Introduced in [1], the g3 indicator is of primary interest for measuring the veracity of a functional dependency (FD) in a relation. The g3-error and its opposite the confidence are at the core of many types of relaxed FDs and allowed important advances in FD mining but also more recently in supervised learning. For a relation r and a FD phi, g3 measures the proportion of tuples to remove from r for phi to be satisfied in r.
This library aims to be a fast and reliable solution for computing g3 in Python for classic and relaxed FDs.

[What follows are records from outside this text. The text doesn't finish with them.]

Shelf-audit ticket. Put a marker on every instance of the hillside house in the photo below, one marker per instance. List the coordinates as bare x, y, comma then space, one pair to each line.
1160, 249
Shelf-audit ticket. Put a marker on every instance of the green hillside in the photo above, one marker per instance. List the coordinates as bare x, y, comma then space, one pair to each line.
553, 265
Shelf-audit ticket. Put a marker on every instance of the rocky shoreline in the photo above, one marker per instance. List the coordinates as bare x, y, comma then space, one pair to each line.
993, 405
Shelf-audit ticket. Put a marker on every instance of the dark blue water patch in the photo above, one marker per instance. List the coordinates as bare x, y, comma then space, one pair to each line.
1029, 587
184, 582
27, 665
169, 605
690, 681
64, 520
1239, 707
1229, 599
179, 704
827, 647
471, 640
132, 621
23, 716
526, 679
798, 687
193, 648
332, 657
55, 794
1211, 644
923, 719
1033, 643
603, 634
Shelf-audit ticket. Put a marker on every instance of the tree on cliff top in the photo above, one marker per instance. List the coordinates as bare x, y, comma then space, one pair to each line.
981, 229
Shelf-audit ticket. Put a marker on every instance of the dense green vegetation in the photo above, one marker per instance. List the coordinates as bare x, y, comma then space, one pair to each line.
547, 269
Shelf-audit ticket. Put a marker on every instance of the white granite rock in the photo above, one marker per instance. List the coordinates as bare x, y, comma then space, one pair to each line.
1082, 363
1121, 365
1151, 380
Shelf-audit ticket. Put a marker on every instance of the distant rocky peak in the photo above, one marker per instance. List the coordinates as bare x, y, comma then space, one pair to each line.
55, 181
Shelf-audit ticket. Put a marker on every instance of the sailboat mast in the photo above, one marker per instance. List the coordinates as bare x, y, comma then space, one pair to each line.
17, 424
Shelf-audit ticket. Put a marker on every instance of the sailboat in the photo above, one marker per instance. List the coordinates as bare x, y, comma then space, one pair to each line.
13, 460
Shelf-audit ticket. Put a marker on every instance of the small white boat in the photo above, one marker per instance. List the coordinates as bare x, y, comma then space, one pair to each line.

Is has been designed to be used with Pandas and its underlying Cython implementation along with its integrated sampling schemes allow for fast analysis of large datasets.
For building and relative import:
python3 -m pip install -r requirements.txt
python3 setup.py build_ext
For installing:
python3 setup.py install
The examples/ folder contains an comprehensive example for each use case.
[1] Kivinen, J., & Mannila, H. (1995). Approximate inference of functional dependencies from relations. Theoretical Computer Science, 149(1), 129-149.
[2] Armstrong, William Ward. "Dependency Structures of Data Base Relationships." IFIP congress. Vol. 74. 1974.
[3] Cormode, Graham, et al. "Estimating the confidence of conditional functional dependencies." Proceedings of the 2009 ACM SIGMOD International Conference on Management of data. 2009.